Conjunctivitis is inflammation of conjunctiva the outer layer of the eye and the inner surface of the eyelid. It is usually caused due to infection by virus or bacterial and in some cases allergy. However, the pupils should be normally reactive, and the visual acuity normal. Viral conjunctivitis occurs more frequently in the summer, and bacterial conjunctivitis occurs more often in the winter and spring. Read about Conjunctivitis commonly called as madras eye.
Table of Contents
Classification is based on the causal agent of conjunctivitis. Following are the
- Allergic conjunctivitis caused by allergens such as pollen, perfumes, cosmetics, smoke] dust mites, and eye drops. Allergens differ among patients. Symptoms consist of redness mainly due to vasodilation of the peripheral small blood vessels, oedema (swelling) of the conjunctiva, itching, and increased lacrimation (production of tears). The symptoms are due to release of histamine and other active substances by mast cells, which stimulate dilation of blood vessels, irritate nerve endings, and increase secretion of tears.

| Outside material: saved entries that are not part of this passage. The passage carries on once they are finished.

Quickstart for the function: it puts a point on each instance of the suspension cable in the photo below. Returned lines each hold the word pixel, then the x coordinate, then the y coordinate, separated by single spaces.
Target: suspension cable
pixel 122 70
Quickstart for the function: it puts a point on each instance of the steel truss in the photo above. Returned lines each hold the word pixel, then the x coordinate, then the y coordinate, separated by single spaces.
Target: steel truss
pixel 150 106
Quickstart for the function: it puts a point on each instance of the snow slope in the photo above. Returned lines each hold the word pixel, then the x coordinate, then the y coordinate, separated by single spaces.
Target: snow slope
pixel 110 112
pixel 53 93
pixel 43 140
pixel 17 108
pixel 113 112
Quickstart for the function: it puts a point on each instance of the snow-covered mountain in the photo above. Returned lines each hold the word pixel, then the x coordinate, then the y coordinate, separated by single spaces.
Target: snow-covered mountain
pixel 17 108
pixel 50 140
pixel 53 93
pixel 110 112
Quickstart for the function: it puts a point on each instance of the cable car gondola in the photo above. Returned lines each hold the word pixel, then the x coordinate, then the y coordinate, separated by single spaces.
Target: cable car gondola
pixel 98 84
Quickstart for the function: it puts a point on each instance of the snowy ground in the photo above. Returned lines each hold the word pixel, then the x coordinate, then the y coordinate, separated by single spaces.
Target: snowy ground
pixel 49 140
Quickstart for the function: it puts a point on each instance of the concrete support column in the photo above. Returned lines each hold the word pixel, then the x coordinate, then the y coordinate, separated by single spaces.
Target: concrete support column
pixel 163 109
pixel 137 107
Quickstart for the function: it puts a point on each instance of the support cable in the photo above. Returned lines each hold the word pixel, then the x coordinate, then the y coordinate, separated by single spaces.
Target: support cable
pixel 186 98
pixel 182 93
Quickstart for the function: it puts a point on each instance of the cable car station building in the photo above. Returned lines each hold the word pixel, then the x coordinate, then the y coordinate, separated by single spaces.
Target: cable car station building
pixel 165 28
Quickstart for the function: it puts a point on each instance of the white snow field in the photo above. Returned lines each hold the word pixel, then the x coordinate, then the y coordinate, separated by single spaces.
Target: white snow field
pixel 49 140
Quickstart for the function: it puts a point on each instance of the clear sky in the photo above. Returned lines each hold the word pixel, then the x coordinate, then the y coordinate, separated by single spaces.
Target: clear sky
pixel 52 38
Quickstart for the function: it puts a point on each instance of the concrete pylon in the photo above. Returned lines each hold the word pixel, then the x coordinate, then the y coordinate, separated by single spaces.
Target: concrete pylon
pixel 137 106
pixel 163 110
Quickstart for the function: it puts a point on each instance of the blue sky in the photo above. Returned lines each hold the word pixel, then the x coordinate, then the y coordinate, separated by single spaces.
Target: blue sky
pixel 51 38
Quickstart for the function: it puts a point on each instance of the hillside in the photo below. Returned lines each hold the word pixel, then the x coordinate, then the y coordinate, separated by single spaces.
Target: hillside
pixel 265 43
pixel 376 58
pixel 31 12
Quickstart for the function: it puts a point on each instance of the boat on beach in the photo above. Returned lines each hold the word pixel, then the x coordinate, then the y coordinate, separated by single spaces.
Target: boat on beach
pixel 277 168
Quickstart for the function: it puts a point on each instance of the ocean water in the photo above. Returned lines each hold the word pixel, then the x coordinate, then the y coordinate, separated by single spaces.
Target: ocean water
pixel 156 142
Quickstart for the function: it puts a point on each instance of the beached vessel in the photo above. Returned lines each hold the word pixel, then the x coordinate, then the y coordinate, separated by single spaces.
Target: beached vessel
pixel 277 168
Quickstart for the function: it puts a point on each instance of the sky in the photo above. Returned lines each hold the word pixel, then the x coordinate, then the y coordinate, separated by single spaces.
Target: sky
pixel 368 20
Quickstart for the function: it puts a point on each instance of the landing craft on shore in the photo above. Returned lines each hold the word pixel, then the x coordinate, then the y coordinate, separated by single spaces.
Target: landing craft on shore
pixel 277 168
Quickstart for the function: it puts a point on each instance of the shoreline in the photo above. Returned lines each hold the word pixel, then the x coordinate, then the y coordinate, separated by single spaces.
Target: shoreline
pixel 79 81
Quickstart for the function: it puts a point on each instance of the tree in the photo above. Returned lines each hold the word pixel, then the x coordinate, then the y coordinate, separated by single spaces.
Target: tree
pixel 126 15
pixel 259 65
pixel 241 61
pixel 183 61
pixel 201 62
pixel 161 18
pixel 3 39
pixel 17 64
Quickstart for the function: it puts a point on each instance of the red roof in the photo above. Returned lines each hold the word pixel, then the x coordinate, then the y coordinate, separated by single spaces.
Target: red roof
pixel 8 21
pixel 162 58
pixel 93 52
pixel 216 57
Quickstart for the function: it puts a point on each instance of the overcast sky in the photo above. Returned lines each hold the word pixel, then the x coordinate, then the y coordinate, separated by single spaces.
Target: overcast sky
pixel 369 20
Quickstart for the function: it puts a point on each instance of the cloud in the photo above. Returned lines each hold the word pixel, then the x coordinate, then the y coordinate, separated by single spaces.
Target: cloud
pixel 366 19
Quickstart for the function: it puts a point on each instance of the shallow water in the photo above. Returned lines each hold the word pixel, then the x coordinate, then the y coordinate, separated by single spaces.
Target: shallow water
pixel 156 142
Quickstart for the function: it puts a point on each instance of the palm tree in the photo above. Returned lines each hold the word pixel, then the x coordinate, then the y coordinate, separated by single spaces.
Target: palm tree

- Bacterial conjunctivitis causes the rapid onset of conjunctival redness, swelling of the eyelid, and mucopurulent discharge. Typically, symptoms develop first in one eye, but may spread to the other eye within 2–5 days. Bacterial conjunctivitis due to common pyogenic (pus-producing) bacteria causes marked grittiness/irritation and a stringy, opaque, whitish or yellowish mucopurulent discharge that may cause the lids to stick together, especially after sleep.
- Viral conjunctivitis is often associated with an infection of the upper respiratory tract, a common cold, and/or a sore throat. Its symptoms include excessive watering and itching. The infection usually begins with one eye, but may spread easily to the other.
Signs and symptoms
- Redness of the white of your eye
- Pain in your eye, such as a burning sensation, throbbing or aching
- White or yellow discharge in your eyes – this may cause them to stick together in the morning and be difficult to open
- Blurry vision that clears on blinking caused by discharge around your eye
- A gritty feeling in your eye that may cause an itching or burning sensation
- Watery eyes
- Sensitivity to light, though this is usually mild
It is easily diagnosed by the symptoms of the eye. However it is advised to consult a doctor.
A patch test is used to diagnose it and identify the causative allergen
The best preventive step is to maintain cleanliness. Wash hands when contacted with any infected person. If allergic to some compounds stay away from those, if exposed contact physician immediately.
- If it is a bacterial infection doctor may prescribe some antibiotics.
- If it a viral infection usually it clears up in 1-2 weeks
- For Allergic conjunctivitis it is advised to know what it is causing and to stay away from it and wash your eyes with running water. Antihistamines are sometimes prescribed by ophthalmologists. This will help in giving relief from the symptoms.